Compare sizes, angles, colors, and especially tone and intensity. Having the correct darks and lights, and correctly positioning bright and dull colors, create the portrait.

Start by establishing the main shapes, make sure the proportions and the forms are correct, then move to the details.

Eyes, mouth, and nose are specific to each person. Make them resemblant and lively.

© 2016 Robie Benve


Robie Benve (author) from Ohio on August 21, 2020:

Hi Nelvia, yes, crazy how some things sound easy until you try to do them, lol. But at least let's hope that knowing the theory of what should work will help us during the decision making process of painting. Thanks for your comment.

Nelvia from Atlanta on August 12, 2020:

Excellent advice, it seems to easy to achieve, but we know it is not. Good design and balance can cover a lot of weaker issues. To really use and paint our voice we have to trust our gut as you say.

Danny Nichols on February 12, 2020:

Excellent advice, well balanced and thought out

Kathie Morris on December 13, 2019:

Thankyou so much. I have learnt so much

Robie Benve (author) from Ohio on February 01, 2016:

Thanks Glimmer Twin Fun, I did not plan it to be a thought-provoking article, but if that's the case I am very happy. I try to write hubs about concepts that I learn in my art journey, in the hope that it may help someone discover them a little faster than I did. Knowing some of the basics, like what makes a good painting, is surely nothing to take for granted. I learn every day from things I read. :) Glad you found the read interesting.

Claudia Porter on January 22, 2016:

This was interesting to me. I came into thinking that a good painting is one that someone likes, but never thought about what else goes into it. And thinking about my favorite pieces that I've seen over the years, they all have many of these characteristics. Thank you for this thought-provoking article.

Robie Benve (author) from Ohio on January 19, 2016:

Well said Denise, it's hard to know what kind of art the public wants and likes, and trying to paint chasing the thread of what sells can be very stressful and frustrating.

I rather paint what ignites my inspiration, and if other people like it too, that makes me happier, but I find that when I paint only for myself, enjoying the process, I get better results than when I paint for an audience. For example, knowing that I need to paint for a show, I have in the back of my mind that the piece will be in an exhibit, and that influences the way I paint.

Even knowing that I will post a photo of the painting on my social networks does something to my brain.
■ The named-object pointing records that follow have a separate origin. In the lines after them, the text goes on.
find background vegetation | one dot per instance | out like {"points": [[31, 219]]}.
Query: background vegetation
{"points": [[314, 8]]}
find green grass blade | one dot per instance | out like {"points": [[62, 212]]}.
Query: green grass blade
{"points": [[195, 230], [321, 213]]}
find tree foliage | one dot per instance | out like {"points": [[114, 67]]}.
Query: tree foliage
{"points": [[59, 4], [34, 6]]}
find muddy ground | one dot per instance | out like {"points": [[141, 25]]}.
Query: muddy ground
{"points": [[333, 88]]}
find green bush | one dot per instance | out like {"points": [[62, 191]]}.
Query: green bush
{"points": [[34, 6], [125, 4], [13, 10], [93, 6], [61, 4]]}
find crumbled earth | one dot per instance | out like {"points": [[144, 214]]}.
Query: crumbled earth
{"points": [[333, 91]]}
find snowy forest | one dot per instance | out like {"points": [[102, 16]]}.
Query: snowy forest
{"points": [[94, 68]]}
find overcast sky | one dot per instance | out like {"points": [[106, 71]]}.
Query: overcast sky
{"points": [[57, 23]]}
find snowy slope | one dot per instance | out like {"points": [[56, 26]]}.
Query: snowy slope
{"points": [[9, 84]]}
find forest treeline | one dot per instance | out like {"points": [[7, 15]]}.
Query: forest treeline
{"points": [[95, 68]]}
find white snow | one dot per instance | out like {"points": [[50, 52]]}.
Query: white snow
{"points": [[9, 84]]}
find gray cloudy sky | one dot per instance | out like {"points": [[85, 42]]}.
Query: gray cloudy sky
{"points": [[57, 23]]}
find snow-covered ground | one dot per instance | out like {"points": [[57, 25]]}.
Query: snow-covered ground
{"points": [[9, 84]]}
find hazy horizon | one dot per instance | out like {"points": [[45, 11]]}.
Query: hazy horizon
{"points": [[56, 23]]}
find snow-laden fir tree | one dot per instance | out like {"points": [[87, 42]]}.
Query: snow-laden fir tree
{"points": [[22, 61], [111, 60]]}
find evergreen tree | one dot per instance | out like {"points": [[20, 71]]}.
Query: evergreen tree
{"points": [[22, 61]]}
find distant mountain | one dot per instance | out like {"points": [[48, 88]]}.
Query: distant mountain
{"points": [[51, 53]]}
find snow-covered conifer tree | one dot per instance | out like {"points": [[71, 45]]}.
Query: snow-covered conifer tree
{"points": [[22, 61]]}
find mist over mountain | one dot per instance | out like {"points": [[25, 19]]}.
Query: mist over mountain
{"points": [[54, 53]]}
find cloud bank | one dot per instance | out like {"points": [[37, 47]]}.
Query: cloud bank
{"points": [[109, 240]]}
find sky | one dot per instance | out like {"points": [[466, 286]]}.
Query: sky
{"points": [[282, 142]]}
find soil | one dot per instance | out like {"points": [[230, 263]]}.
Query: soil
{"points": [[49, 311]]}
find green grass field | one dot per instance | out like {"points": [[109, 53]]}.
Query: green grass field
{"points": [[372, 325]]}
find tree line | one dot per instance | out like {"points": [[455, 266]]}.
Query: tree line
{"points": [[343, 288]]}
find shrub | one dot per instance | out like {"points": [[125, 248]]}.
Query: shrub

Best of all is painting for the joy of painting, having the luxury of saying to yourself: "no one needs to see this, I'll show it only if I like it, and definitely only if I want to".That frees your mind from worries about the outcome and really opens up opportunities to experiment and learn with each painting.

Thanks a lot for your Thoughtful comment, Paintdrips.

Denise McGill from Fresno CA on January 16, 2016:

Great information. I always love it when someone tackles the age-old question. I think there is an element of chance to any painting too. Something about being in the right place at the right time with the right composition to strike a cord with the populace. Think about Grandma Moses. Totally uneducated in art, she would have remained an obscure primitive artist painting for her own amusement if it had not been the end of a World War and the people suddenly wanted to see "back to a simpler way of life" type of pieces. Sometimes there is no knowing what the public wants and you should paint what you like no matter what. Then if people like it too, so much the better. Good luck.